The Differences Slavery Made: A Close Analysis of Two American Communities
Vernon O. Burton, In My Father's House Are Many Mansions: Family and Community in Edgefield, South Carolina (Chapel Hill: University of North Carolina Press, 1985)

SYNOPSIS:

Burton's detailed study of Edgefield, South Carolina, examines family, religious, class, and social structures to understand the differences and similarities between blacks and whites in the nineteenth-century community. Burton finds that the main difference was between the "town-dwelling black family and all the rest, black and white." Burton locates family patterns in the context of political power, pointing out that as black Republicans were defeated at the end of Reconstruction, for example, the incidence of female-headed black families increased in the towns. Black men, he discovers, continued their patriarchal authority in the rural areas. Exclusion from nonagricultural employment, then, not legacies of slavery or Africa, according to Burton, kept men from heading households in these urban places.

EXCERPT:

"By examining variations in family culture and structure, both black and white, free and slave, this study attempts to specify which elements in those variations are race specific and which derive from the general social and cultural environment that affected whites and Afro-Americans equally. In My Father's House searches for the origins of the prejudices and stereotypes of southern black and white families and explores what difference family and community made in the course of events in nineteenth-century Edgefield." (13)

"Neighborhoods within the various areas of Edgefield were often centered around church buildings, and the boundaries of these settlements, or communities within the larger community, were areas served by the church." (21)

"In 1860 there was one church building for every 252 white people in Edgefield." (21-22)

"Compared to the Northeast and Midwest, with their emphasis on towns and urban developments, the South was a land of farms and plantations. The county or district, not the town, was the unit of government. But towns did exist, and townlike centers dotted the rural countryside. Towns and villages provided economic and political focus for the countryside." (28)

"Southern elite families began to feel a need for increased privacy. The houses provided privacy through controlled access, and unlike the inhabitants of common houses, husbands and wives on the great plantations had their own bedrooms and apartments." (39)

"Average size and number of farms is deceiving. The number of farms operated by landowners actually decreased and when one excludes farms with no reported acreage, the average farm size increased from 1850 to 1860." (41)

"The census statistics on literacy for Edgefield, however, also suggest that most white Southerners were literate, though a striking correlation existed between illiteracy and poverty on the eve of the Civil War." (89)

RELATIONSHIP:

Burton's finding (48) that rich and poor whites lived in proximity to one another corresponds to Augusta County. Burton's emphasis in his study is on social structures--especially family and kinship--and how they change over time, not on the Civil War, politics, or the relationship between structures and events. Our study concentrates, instead, on the social and economic logic of the communities by which they would align themselves in the flow of events. Edgefield's proportion of slaveowners in 1860 was nearly double that of Augusta, though the distribution of slaves and slaveownership in Augusta was more concentrated in the smaller slaveholders (fewer than 10 slaves). Despite these distinctions, Burton's study of Edgefield's family and social structures corresponds to ours, though there were many important differences. Edgefield was bigger than Augusta in 1860 and had a majority black population. But both places cultivated industries, were organized around small towns and villages with a county seat of roughly the same size, built elaborate road and railroad infrastructures, nourished a growing professional class, harbored steep inequities in wealth distribution, devoted most of their resources to agriculture, and practiced widespread slavery.
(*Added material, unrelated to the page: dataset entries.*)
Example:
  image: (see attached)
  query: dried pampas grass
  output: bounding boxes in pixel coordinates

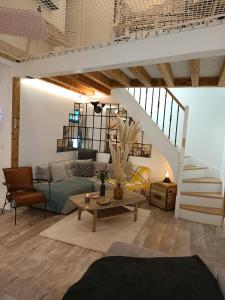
[109,117,140,185]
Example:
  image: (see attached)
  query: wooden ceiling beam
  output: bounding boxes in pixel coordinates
[128,66,152,87]
[68,74,111,95]
[83,72,113,89]
[42,76,95,96]
[103,69,131,87]
[218,60,225,86]
[131,77,218,87]
[188,59,200,87]
[158,63,174,87]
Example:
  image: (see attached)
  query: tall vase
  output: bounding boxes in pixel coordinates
[113,183,123,200]
[100,183,105,196]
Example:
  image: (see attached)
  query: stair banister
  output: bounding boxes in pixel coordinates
[175,106,189,218]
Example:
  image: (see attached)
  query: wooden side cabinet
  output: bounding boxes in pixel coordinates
[149,182,177,210]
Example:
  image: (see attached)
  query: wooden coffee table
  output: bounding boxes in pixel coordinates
[70,190,146,232]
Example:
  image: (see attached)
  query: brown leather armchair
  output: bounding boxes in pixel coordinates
[2,167,47,225]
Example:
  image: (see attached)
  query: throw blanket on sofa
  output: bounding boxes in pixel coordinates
[35,177,93,213]
[63,256,223,300]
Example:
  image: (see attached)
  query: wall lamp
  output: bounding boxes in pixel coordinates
[91,101,105,114]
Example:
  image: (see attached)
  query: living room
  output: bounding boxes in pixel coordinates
[0,0,225,300]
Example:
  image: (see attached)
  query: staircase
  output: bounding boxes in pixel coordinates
[180,156,224,226]
[114,88,224,226]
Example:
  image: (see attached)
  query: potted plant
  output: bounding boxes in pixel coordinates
[97,170,109,196]
[109,117,140,199]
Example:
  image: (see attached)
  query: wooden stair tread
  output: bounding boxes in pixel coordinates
[180,204,224,216]
[181,192,224,199]
[184,165,207,171]
[182,177,222,183]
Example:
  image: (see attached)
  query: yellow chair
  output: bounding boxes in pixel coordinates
[108,165,150,195]
[126,166,150,195]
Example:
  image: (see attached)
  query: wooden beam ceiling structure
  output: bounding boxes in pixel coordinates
[158,63,174,87]
[68,74,111,95]
[128,66,152,87]
[188,59,200,87]
[85,72,112,89]
[42,76,95,96]
[45,58,225,95]
[103,69,131,87]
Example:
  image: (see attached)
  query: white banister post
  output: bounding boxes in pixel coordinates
[175,106,189,218]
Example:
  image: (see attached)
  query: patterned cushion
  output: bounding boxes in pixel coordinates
[77,162,94,177]
[93,161,107,175]
[36,165,52,181]
[64,160,77,178]
[78,149,98,160]
[50,163,68,181]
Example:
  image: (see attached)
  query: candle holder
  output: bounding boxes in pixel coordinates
[84,194,91,203]
[163,172,171,183]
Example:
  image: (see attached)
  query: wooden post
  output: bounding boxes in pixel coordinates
[11,78,20,168]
Points of Analysis to this Historiography:

"The visible differences that slavery made in the arrangement of the landscape were apparent to many observers, but Northerners and Southerners interpreted them differently. Northerners focused on land value per acre and Southerners on the dollar value of their crops."

"The white literacy rates and educational opportunities in both places were relatively high, but substantially better in Franklin."

"Franklin was slightly more churched than Augusta. Its denominations were more concentrated in the German traditions, but Augusta's churches were larger and more expensive."